Sessizce bu kattaki bütün odaları kontrol etti ve sunucuların bulunduğu odayı buldu. Muhtemelen tavernanın ağının işlediği bilgisayar buydu. Ancak böyle bir yer için fazla büyük bir bilgisayardı. İlgi çekiciydi. Bilgisayarın kasasını açtı, sabit diskini çıkarıp çantasında taşıdığı ufak bilgisayara bağladı. İşletim sisteminin kurulu olduğu sabit diske Hamza’nın virüsünü kurdu ve anakarta tekrar bağladı. Bütün veriler artık kendi beyin çipine indirilmek üzere hazırdı.
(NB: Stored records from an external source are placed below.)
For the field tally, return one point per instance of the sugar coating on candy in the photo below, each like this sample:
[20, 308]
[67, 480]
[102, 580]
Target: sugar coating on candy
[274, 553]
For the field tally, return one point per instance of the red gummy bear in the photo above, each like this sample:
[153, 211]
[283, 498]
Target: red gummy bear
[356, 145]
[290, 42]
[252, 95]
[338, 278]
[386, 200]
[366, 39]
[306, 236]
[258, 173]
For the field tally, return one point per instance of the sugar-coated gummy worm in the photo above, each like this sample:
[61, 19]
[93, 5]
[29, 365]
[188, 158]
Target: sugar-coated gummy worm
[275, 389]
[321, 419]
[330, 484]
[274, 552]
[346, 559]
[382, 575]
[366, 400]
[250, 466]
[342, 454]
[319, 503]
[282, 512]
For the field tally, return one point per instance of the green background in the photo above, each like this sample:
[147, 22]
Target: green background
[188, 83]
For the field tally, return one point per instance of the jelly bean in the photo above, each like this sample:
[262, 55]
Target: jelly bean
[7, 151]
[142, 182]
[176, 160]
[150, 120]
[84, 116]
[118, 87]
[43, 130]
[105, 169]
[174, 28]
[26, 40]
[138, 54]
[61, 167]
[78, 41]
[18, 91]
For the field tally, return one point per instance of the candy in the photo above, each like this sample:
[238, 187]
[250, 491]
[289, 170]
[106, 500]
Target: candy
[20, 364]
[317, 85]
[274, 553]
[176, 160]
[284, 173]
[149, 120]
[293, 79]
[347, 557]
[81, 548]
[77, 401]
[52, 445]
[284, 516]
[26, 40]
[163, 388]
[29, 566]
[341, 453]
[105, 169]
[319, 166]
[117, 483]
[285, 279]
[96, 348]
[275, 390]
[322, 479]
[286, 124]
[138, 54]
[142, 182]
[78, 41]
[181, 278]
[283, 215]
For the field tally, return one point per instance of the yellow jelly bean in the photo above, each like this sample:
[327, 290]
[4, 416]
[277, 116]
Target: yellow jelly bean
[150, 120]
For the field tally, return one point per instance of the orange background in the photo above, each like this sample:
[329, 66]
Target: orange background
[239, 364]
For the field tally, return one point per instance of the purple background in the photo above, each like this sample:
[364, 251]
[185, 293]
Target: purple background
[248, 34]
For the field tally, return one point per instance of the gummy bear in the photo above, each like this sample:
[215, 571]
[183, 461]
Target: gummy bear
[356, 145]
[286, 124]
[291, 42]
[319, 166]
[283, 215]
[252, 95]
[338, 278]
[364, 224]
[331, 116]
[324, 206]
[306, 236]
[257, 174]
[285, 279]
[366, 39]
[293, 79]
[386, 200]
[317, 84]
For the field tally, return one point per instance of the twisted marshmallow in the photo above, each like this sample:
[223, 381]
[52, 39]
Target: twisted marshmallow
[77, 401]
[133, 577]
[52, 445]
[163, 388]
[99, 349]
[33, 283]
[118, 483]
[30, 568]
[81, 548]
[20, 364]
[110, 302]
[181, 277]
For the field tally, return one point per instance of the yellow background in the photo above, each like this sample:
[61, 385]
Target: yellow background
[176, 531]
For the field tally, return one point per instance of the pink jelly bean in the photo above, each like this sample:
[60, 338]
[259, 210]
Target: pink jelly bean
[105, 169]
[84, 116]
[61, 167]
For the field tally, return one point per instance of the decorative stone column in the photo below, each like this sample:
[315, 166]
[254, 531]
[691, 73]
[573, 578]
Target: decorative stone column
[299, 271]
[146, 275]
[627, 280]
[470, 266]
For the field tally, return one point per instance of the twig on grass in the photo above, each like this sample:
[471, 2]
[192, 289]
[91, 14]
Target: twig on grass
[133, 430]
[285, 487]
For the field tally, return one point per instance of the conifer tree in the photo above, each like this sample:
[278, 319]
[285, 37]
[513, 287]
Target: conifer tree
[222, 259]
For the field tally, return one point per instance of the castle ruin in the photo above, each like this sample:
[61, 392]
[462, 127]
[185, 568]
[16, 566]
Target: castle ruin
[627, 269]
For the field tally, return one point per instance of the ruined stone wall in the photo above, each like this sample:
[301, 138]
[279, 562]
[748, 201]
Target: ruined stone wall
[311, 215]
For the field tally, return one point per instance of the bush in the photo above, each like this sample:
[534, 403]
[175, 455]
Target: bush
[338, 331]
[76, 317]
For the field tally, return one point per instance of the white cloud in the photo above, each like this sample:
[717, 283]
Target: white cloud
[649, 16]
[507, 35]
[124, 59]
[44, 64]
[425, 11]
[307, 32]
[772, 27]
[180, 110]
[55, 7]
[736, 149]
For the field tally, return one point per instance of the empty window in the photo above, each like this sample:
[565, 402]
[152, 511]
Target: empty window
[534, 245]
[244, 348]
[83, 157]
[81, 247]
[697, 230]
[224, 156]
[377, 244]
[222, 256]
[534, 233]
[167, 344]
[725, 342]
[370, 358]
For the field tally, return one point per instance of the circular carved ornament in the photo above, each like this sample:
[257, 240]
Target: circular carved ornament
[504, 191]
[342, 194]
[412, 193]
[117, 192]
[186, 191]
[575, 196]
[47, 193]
Hayal kırıklığına uğradı çünkü sistem büyük bir ağa bağlı değildi. En azından bir teselli, iyi bir günlük programıyla her gün aşağı yukarı kayıt altına alınmıştı. Göz attığı kadarıyla enteresan olan şeyler de vardı, ancak tek tek arayıp okumak da zor işti. En güzeli, bir program vasıtasıyla veritabanını filtrelemekti. Bunu da Hamza nasıl olsa yapardı. Hamza... Sahi ne olmuştu o adama? Kurtulmuş muydu? Hemen ona bağlandı.
- Kurtuldun mu?
- Kurtuldum. Ayrıca bilgisayarı da bizim ağa bağlandım. Daha uğraşmana gerek yok, ben buradan çekerim.
Selen gülümsedi.
- Hani aferin?
- Ne aferini? Hiç suçu olmayan insanları zehirledin bir anda.
- Sence umurumda mı?
- Değil! Beni tiksindiren de o ya zaten.
- Aman... Hayatta hiçbir hevesi olmayan, bütün lükslerine kavuşmuş bir insanın ne önemi var? Lüks insanı öldürür. Hem ölürken eminim çok mutlu ölmüşlerdir. Fentanille ölmek kötü şey mi?
- ...
- Yine de o kadar insan ölmemiştir canım, üzülme sen. Neyse. Başka bir şey yapmam gerekiyor mu?
- Yok, hemen kaç oradan. Muhakkak orayı araştırmaya Karagül’den falan birileri gelir.
- Karagül bir şey yapamaz bana.
- Böyle böyle yaktın kendini. İyi madem dikkatli ol.